This delicately flaked effigy of a serpent was made from slightly
translucent black obsidian that has a slight greenish tinge on the edge.
This same variety of obsidian is found in Mexico and was used by the
Aztec culture in the Tehuacan Valley. These people were using a core and
blade manufacturing technique to produce large numbers of long narrow
blades with extremely sharp cutting edges. This snake effigy and other
similar examples were most probably made from these blades.
During the Late Stone Age a few societies in various locations around the world were able to expand and become culturally stable long enough to allow specialized craftsman to work and become the best at what they did, in this case flintknapping. They were probably able to pass their flint smithing skills down from father to son or to apprentices for, in some cases, several generations. Predynastic Egypt in North Africa, the Hopewell people in the Illinois River Valley and farther east, Mississippian cultures in the eastern U.S., the Mayan people of Belize & Guatemala and the Aztec in Mexico are examples of Stone Age cultures that reached a golden age of flintknapping.
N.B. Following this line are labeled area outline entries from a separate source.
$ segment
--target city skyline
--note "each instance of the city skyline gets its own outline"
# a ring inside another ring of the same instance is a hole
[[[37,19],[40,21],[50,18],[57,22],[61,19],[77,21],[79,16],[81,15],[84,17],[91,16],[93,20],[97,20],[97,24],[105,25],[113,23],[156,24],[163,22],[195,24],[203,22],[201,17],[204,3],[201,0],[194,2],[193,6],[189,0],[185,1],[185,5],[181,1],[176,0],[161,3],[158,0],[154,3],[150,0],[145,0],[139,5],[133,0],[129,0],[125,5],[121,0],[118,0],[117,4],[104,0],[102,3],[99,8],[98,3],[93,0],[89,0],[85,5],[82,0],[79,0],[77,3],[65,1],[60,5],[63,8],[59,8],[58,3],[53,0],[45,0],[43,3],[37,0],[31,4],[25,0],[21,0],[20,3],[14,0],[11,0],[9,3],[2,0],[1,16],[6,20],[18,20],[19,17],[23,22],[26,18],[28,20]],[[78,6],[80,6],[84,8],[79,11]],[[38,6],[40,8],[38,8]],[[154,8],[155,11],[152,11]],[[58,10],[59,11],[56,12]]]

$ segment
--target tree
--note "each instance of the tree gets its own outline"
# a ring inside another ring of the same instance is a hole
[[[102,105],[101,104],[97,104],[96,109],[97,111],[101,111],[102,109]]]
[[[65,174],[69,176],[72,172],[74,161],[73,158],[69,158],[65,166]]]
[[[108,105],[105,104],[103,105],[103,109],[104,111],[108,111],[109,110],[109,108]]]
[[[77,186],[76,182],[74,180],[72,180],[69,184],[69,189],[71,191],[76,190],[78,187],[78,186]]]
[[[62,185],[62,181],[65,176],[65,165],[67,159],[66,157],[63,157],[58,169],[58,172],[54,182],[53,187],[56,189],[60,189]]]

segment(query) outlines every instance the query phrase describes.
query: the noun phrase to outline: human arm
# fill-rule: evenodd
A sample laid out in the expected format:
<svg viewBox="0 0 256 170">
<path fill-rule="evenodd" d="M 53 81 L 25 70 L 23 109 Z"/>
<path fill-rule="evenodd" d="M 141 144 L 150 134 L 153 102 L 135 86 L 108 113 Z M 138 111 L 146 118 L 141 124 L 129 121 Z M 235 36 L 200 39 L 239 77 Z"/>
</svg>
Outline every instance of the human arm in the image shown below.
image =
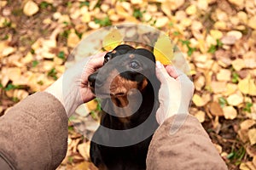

They not only produced flaked stone artifacts that were used in a utilitarian way but also made items for ceremonial purposes that have yet to be duplicated to this day. The Aztec culture is high on the list of Stone Age societies that produced some of the most skillfully made flaked stone artifacts in the history of the world.
This obsidian snake effigy measures 8 1/2 inches long. It's laying on a very large Aztec blade (biface) in this picture.